Nell’austero mondo marino dei falchi
«Il primo volatile del quale sono andato in cerca fu il nottolone che nidificava nella valle. Il suo canto è simile a una perdita di vino che dall’alto cade a fiotti in una botte fonda e rimbombante, un suono odoroso, con un bouquet che lievita nel cielo silenzioso. Nell’accecante luce del giorno pare più sottile e secco, ma il tramonto lo ammorbidisce e gli dà corpo. Se un canto potesse avere un profumo, questo avrebbe l’aroma di uve pigiate, mandorle e legno tostato. Il suono fuoriesce senza che nemmeno una goccia si perda. L’intero bosco ne è colmo, poi cessa. All’improvviso, di colpo. Eppure l’orecchio l’avverte ancora: un’eco prolungata, in dissolvenza, un gocciolare avvolgente tra gli alberi tutt’attorno. Nell’immobilità, fra le prime stelle e i lunghi residui bagliori del giorno, il nottolone gioioso spicca il volo».
Quando si legge Il falco pellegrino di J.A. Baker, qui trascritto nella nuova, bella, precisa e ritmata versione di Aimara Garlaschelli, lo spazio si riempie di altro spazio, il cielo acquisisce nuove profondità e si scompone in infiniti piani, solcati a loro volta da traiettorie di volo, ma anche odorose e acustiche, solo ora evidenti alla coscienza, mentre negli anfratti del bosco divenuti visibili si svelano e si dispiegano vite mai messe a fuoco. Come i grandi occhi del rapace – che se in proporzione trasferissimo nell’uomo sarebbero «larghi sette centimetri e mezzo e peserebbero quasi due chili» e che vedono con una risoluzione otto volte maggiore della nostra – riescono a catturare qualsiasi punto in movimento e, fissandolo, possono «immediatamente renderlo più nitido, schiarendo e ingrandendo l’immagine», così fa la prosa «estatica, violenta, estasiata» (Robert Macfarlane) di questo straordinario e, nonostante tutto, ancora misconosciuto scrittore di natura. Nato nell’Essex, a Chelmsford, nel 1926 e lì morto nel 1987, confessa di essere arrivato tardi ad amare gli uccelli: «per anni li ho visti solo come una scossa ai margini della visione».

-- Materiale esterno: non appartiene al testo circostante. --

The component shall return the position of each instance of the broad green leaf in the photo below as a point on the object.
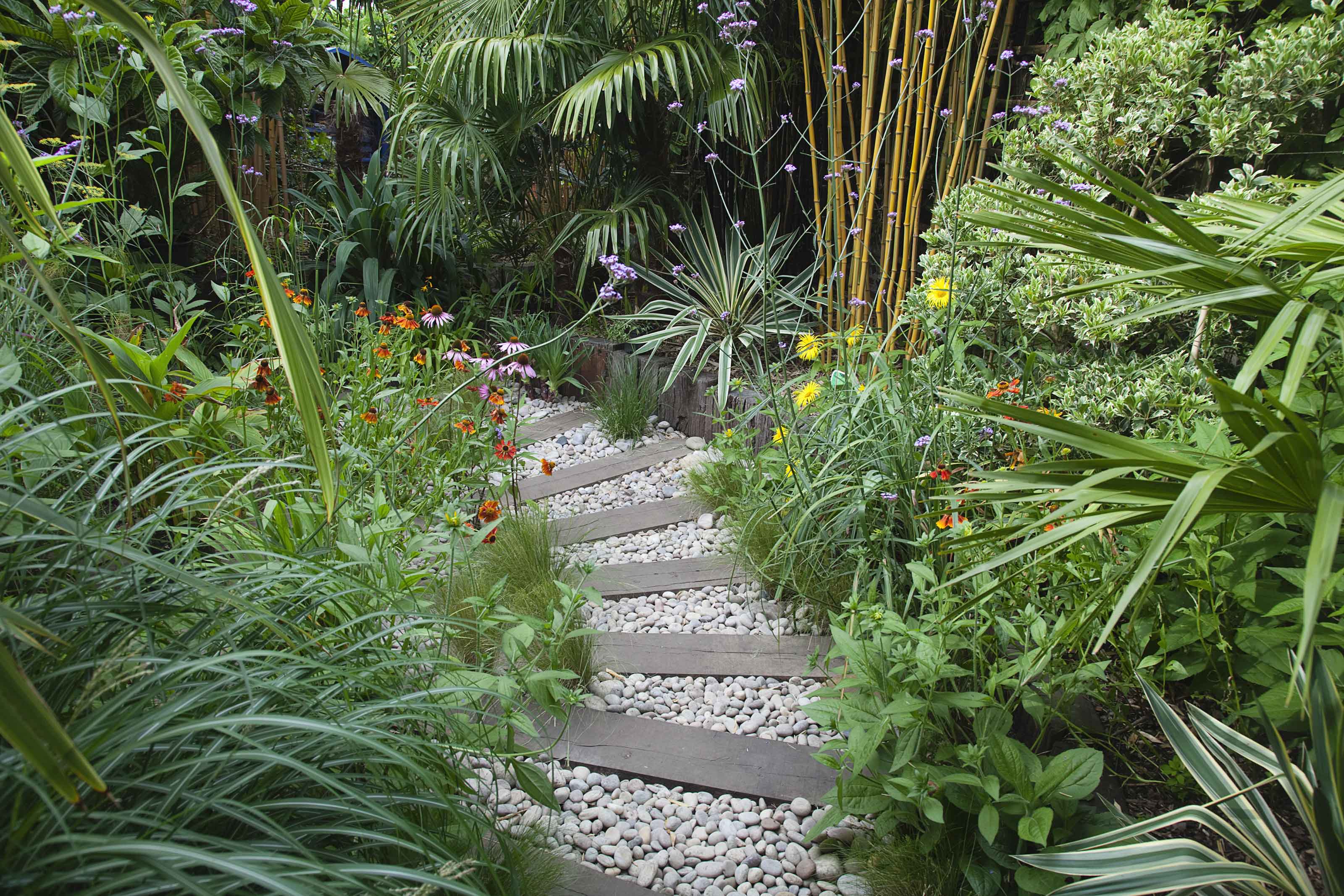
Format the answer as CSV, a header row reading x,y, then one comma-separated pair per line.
x,y
988,822
534,782
1073,774
1035,828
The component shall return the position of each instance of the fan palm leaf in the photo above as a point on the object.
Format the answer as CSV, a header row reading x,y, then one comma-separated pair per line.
x,y
623,228
514,65
622,77
351,89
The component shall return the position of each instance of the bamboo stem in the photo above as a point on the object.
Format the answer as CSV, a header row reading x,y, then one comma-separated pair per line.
x,y
975,96
994,92
812,140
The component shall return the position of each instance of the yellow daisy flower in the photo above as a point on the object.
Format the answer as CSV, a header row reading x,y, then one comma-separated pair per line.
x,y
807,395
940,293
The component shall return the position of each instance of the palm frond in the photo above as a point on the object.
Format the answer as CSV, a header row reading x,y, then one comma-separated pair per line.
x,y
623,77
517,65
623,228
351,88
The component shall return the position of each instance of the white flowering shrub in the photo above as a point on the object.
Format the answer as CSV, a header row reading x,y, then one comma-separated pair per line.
x,y
1267,88
1128,102
1163,101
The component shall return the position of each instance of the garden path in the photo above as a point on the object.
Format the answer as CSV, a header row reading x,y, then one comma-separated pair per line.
x,y
745,802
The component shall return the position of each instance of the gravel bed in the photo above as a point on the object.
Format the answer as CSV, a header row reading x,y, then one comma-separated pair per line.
x,y
534,410
738,609
691,539
664,480
586,444
677,841
752,706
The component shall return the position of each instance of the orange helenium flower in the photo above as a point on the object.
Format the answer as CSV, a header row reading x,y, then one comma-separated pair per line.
x,y
488,512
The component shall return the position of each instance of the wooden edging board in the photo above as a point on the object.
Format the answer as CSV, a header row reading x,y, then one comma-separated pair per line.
x,y
608,468
586,882
664,751
710,654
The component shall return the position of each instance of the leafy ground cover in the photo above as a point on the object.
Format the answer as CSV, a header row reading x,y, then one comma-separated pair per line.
x,y
1047,352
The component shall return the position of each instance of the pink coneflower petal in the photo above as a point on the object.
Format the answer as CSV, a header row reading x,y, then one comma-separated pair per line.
x,y
436,316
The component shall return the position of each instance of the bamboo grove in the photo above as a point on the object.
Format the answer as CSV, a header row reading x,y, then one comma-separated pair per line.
x,y
900,101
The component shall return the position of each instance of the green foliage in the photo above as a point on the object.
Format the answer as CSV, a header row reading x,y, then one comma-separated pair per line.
x,y
625,401
1132,860
928,750
365,242
724,300
1278,461
556,357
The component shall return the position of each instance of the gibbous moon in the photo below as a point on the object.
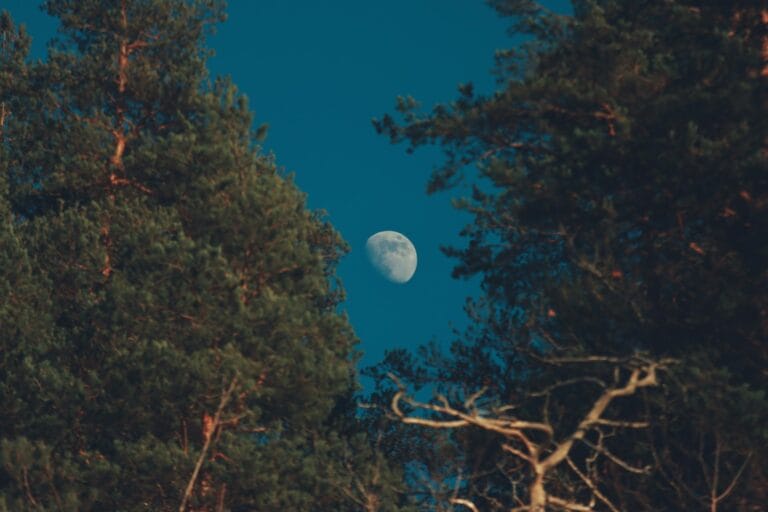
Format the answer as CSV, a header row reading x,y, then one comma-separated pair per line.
x,y
393,255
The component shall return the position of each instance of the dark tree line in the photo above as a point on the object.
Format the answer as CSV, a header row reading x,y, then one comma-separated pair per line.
x,y
169,338
169,334
620,219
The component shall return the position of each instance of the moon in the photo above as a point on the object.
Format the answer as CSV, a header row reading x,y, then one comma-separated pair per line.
x,y
393,255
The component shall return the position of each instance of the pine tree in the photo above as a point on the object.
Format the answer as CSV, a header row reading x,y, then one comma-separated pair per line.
x,y
196,358
623,199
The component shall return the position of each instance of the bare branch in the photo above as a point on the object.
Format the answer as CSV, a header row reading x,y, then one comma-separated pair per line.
x,y
591,485
225,397
466,503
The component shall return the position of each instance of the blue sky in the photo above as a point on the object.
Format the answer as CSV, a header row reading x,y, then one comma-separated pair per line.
x,y
317,72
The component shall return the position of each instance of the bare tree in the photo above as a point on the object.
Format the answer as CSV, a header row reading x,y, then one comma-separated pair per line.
x,y
540,445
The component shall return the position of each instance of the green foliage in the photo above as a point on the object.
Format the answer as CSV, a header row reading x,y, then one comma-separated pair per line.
x,y
151,257
621,206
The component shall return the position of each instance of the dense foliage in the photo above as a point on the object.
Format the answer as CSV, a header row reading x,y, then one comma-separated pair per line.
x,y
168,325
621,210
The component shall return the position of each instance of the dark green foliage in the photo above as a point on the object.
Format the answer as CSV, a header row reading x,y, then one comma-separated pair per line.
x,y
150,259
622,208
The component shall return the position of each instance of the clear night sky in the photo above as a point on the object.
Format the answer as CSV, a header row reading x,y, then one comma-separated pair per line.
x,y
317,72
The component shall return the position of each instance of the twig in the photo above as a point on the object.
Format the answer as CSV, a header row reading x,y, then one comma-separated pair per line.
x,y
225,397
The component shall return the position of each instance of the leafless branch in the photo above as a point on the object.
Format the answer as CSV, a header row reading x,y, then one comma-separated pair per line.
x,y
225,397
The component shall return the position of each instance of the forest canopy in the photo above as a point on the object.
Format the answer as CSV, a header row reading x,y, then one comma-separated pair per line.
x,y
170,336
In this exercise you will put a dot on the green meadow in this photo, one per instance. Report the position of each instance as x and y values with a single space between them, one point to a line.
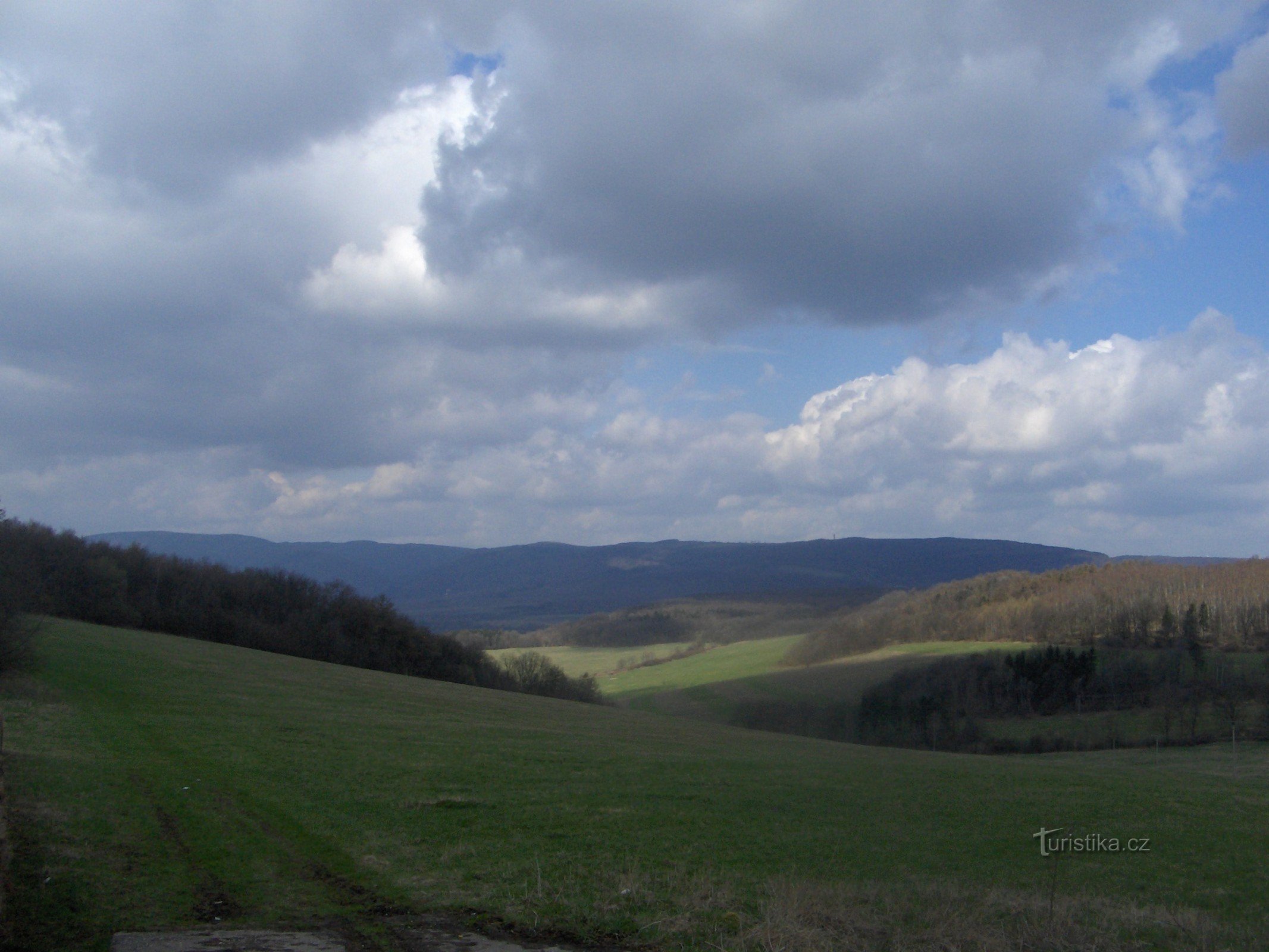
575 660
165 782
711 686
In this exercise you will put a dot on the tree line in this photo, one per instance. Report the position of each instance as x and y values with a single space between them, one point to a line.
60 574
942 705
1129 605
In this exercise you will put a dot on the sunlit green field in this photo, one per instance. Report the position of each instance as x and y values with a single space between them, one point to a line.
575 660
158 781
835 682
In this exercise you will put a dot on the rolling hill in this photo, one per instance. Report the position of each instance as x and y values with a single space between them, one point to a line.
529 587
159 782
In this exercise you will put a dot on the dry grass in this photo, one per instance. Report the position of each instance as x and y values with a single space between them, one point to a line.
675 909
817 918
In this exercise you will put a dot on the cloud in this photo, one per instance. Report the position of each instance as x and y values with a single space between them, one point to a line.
1242 98
272 267
888 163
1126 444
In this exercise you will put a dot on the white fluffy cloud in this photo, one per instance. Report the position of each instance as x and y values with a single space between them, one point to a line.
1243 98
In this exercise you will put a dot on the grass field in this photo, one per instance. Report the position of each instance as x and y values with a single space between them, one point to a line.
575 660
158 781
834 682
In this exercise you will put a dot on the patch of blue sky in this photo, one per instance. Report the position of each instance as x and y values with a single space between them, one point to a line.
463 62
1159 282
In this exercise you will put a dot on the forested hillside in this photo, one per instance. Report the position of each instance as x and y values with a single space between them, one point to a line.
43 572
547 583
1130 605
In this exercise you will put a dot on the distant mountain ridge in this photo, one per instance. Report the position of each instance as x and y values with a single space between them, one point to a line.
533 585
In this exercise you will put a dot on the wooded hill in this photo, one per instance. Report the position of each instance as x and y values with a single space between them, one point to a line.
60 574
1129 605
547 583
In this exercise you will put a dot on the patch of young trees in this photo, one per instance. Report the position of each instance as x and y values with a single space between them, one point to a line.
1129 605
941 705
60 574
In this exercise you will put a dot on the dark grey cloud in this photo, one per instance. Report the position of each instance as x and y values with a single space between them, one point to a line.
180 94
867 164
1243 97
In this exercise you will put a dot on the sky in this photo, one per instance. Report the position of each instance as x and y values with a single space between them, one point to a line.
490 273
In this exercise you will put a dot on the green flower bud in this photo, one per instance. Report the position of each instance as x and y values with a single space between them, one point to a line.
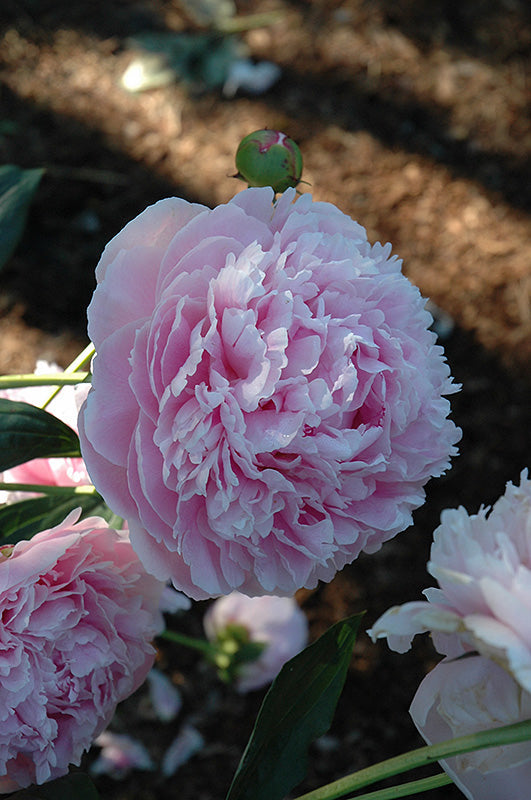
269 158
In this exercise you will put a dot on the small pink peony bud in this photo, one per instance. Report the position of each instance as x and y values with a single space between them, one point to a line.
269 158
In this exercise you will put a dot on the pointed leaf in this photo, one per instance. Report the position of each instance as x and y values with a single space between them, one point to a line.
28 432
298 708
76 785
17 187
24 519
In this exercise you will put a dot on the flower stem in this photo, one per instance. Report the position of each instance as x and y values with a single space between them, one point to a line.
45 489
80 361
53 379
406 789
190 641
508 734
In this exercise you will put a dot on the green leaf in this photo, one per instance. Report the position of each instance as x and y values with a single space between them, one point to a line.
28 432
76 785
17 187
298 708
24 519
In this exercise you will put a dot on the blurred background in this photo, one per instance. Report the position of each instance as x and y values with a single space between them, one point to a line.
413 118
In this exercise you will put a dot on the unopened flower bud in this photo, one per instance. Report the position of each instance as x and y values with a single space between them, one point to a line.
269 158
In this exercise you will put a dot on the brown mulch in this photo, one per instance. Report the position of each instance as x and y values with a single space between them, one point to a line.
412 117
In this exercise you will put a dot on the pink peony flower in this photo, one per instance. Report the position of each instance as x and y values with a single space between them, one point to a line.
78 612
483 566
466 696
276 622
48 471
267 399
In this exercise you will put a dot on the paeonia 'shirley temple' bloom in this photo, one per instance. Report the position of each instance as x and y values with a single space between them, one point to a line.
482 563
469 695
48 471
267 397
78 613
276 622
480 619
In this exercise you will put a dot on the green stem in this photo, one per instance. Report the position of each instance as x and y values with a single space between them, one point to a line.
53 379
189 641
45 489
406 789
508 734
80 361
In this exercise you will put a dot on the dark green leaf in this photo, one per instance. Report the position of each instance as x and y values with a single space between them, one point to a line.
76 785
17 187
28 432
23 520
298 708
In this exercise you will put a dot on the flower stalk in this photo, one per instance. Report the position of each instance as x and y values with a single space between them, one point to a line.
508 734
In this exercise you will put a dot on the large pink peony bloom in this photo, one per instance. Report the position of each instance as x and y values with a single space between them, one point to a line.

Poi, però, sono divenuti un’ossessione. Per dieci anni, in ogni momento libero, ha seguito in bici o piedi, nei boschi, nelle campagne, lungo le sponde degli estuari, i falchi pellegrini che cacciavano nei cieli della sua contea. Ha allenato progressivamente il suo sguardo a cogliere la meravigliosa varietà che brulica attorno a noi impercettibile, ha studiato i comportamenti dei volatili, cercato di capire le loro interazioni con gli altri animali, ha formulato ipotesi. Poi ha distillato milleseicento pagine manoscritte di osservazioni in un solo inverno descritto con meno di sessantamila parole, liriche e ipnotiche, fortemente evocative. Osservazioni che hanno la precisione di un naturalista e l’afflato di un poeta. «La percezione del naturale è portata a un’intensità sovrumana, una profusione sensoriale attuata da una prosa febbricitante» nota Garlaschelli.
«Fra tutte le cose, la più difficile è vedere ciò che è davvero lì» osserva Baker che, nonostante la miopia e la spondilite anchilosante che lo curvava progressivamente verso il basso, non ha mai smesso di fissare il suo binocolo nel blu del cielo per leggere «l’austero mondo marino dei falchi», come lo definisce nel suo unico altro libro, il capolavoro L’estate della collina (trad. di Salvatore Romano, Gea Schirò, 2008), che anche in questo caso condensa anni di osservazioni in un’unica stagione.
Ed ha ragione Robert Macfarlane a osservare nella prefazione che lo stile di Baker è «come una sorta di visore di realtà aumentata (…) che consente una precisione di visioni e movimenti altrimenti impossibile. (…). Il paesaggio diventa una superficie che si apre intorno a noi mentre procediamo. Il cervello è messo a dura prova dal dinamismo e dalla dissonanza della prosa e gli occhi dalle geometrie straordinarie. Le profondità di campo si addensano e appiattiscono in modo imprevedibile. L’intervallo focale si espande e si appiattisce. Gli orizzonti attraggono e si ritirano».